Così le raccolte poetiche di Wisława Szymborska sono state tradotte in molte lingue e immediatamente hanno riscosso un successo straordinario, varcando i normali circuiti di diffusione della poesia. In Italia i suoi versi sono comparsi in importanti campagne pubblicitarie, in canzoni di autori del calibro di Jovanotti (in Buon sangue si ascolta: Si nasce senza esperienza, si muore senza assuefazione), citati da politici e registi, come ha fatto Ozpetek in Cuore Sacro, persino in necrologi.

Nell’inverno del 2012 Roberto Saviano propose al pubblico della trasmissione Che tempo che fa la lettura delle opere della poetessa, scomparsa da pochi mesi, a cui seguì un boom di vendite dei suoi libri.
Così la poetessa sconosciuta è diventata un’autrice cult, amatissima da milioni di lettori. Cosa vi hanno trovato? Perché “La gioia di scrivere”, la raccolta poetica dei suoi versi scritti tra il 1945 e il 2009, resta poggiato su centinaia di scrivanie e comodini per essere consultato prima di dormire, per riempire un momento di sana solitudine? Perché giovanissimi e anziani la adorano?

La risposta è che Wisława Szymborska è la poetessa delle piccole cose e dei grandi pensieri. Degli immensi pensieri che sono di tutti. Quando lei scrive “Ieri, quando il tuo nome/qualcuno ha pronunciato,/mi è parso che una rosa/sbocciasse sul selciato (…) Ci sei -perciò devi passare/Passerai- e qui sta la bellezza” è di me che scrive, del mio amore, vi sento dentro le canzoni popolari ma pure il raffinato odore delle prime liriche amorose.

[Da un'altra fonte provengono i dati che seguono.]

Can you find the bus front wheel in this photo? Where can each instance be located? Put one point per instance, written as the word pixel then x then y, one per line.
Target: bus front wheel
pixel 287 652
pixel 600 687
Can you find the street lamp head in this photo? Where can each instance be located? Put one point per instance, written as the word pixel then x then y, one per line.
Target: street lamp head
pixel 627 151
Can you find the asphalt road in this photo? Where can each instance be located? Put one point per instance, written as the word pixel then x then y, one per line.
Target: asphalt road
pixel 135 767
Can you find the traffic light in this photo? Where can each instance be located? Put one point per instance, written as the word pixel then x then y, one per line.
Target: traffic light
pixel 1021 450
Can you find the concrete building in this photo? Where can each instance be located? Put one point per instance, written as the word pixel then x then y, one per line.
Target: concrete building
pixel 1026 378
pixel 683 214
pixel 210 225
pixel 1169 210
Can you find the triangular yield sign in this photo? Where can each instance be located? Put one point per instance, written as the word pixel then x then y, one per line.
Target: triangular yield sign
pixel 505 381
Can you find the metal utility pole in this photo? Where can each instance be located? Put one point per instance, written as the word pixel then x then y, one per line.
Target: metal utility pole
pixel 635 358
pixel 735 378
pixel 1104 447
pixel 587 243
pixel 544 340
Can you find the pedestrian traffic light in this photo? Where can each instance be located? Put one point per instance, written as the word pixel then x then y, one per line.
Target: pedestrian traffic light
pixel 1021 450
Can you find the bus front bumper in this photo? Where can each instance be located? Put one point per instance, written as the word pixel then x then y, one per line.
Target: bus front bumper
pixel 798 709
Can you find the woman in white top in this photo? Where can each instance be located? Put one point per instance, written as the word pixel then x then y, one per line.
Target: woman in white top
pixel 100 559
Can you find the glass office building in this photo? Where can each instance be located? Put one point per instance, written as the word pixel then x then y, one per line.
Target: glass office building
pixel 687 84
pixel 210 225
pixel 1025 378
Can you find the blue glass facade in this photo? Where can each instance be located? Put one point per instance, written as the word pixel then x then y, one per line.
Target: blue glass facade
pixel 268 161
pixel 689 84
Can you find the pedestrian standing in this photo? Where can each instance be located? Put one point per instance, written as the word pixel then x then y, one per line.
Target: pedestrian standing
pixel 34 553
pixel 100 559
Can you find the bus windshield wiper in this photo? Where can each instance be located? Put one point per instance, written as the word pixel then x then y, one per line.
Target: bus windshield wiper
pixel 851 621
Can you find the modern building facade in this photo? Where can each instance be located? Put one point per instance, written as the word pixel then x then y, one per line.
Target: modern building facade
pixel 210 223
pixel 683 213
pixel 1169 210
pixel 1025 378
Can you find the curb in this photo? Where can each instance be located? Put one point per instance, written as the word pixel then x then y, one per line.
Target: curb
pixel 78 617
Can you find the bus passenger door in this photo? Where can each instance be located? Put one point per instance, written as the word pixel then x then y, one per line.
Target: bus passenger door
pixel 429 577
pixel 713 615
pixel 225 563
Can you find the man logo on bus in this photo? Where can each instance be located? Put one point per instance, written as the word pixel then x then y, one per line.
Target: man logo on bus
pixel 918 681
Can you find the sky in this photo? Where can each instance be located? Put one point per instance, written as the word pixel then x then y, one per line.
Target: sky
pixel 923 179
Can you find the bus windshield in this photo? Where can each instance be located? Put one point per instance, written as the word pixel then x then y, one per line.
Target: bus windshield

Quando lei scrive “E voleva comprare un biglietto,/andarsene via per un po’,/scrivere una lettera,/spalancare una finestra dopo la pioggia,/aprire un sentiero nel bosco,/stupirsi delle formiche,/guardare il lago/increspato dal vento./Il minuto di silenzio per i morti/a volte dura fino a notte fonda./ (…) Conosciamo noi stessi solo fin dove/siamo stati messi alla prova./Ve lo dico/dal mio cuore sconosciuto” è di me che scrive, delle mie domande di fronte all’incomprensibile morte. Quando, ancora, lei scrive “Dunque è sua madre./Questa piccola donna./Artefice dagli occhi grigi./La barca su cui, anni fa/lui approdò alla riva./È da lei che si è tirato fuori/nel mondo/ della non-eternità” racconta la maternità come la direbbe una persona semplice che pensa al mare, a un mezzo di trasporto e allo stesso tempo mi fa pensare a Borges, alle grandi voci femminili. È a me che dice “ti vedo, noi siamo la stessa persona”.

Da una parte le sommesse, consumate immagini, quelle che raccontano la quotidianità, le cose banali che pure dobbiamo fare, pensare; dall’altra il suo pensiero sopraffino, la riflessione acutissima, la fiera fragilità che ci appartiene.

Ecco, in tutto questo risiede la grandezza di una donna che ha saputo esprimere il pensiero complicatissimo della vita di ognuno con le parole proprie di ognuno. Di più, perché quelle parole non sono certamente parole facili, tutt’altro. Sono quelle efficaci, dirette, come un filo resistente che tesse un merletto. Wisława Szymborska dimostra che non abbiamo bisogno di cristalli o di fili di seta per rendere lucenti e preziosissime le opere d’arte e in questo, mi piace pensare, risiedono la forza e il senso della letteratura. Quella che è un diritto di tutti, quella che la stessa poetessa ha definito “il più bel passatempo escogitato dall’umanità. Con un libro in mano l’Homo ludens è libero. Almeno nella misura in cui gli è concesso di esserlo”.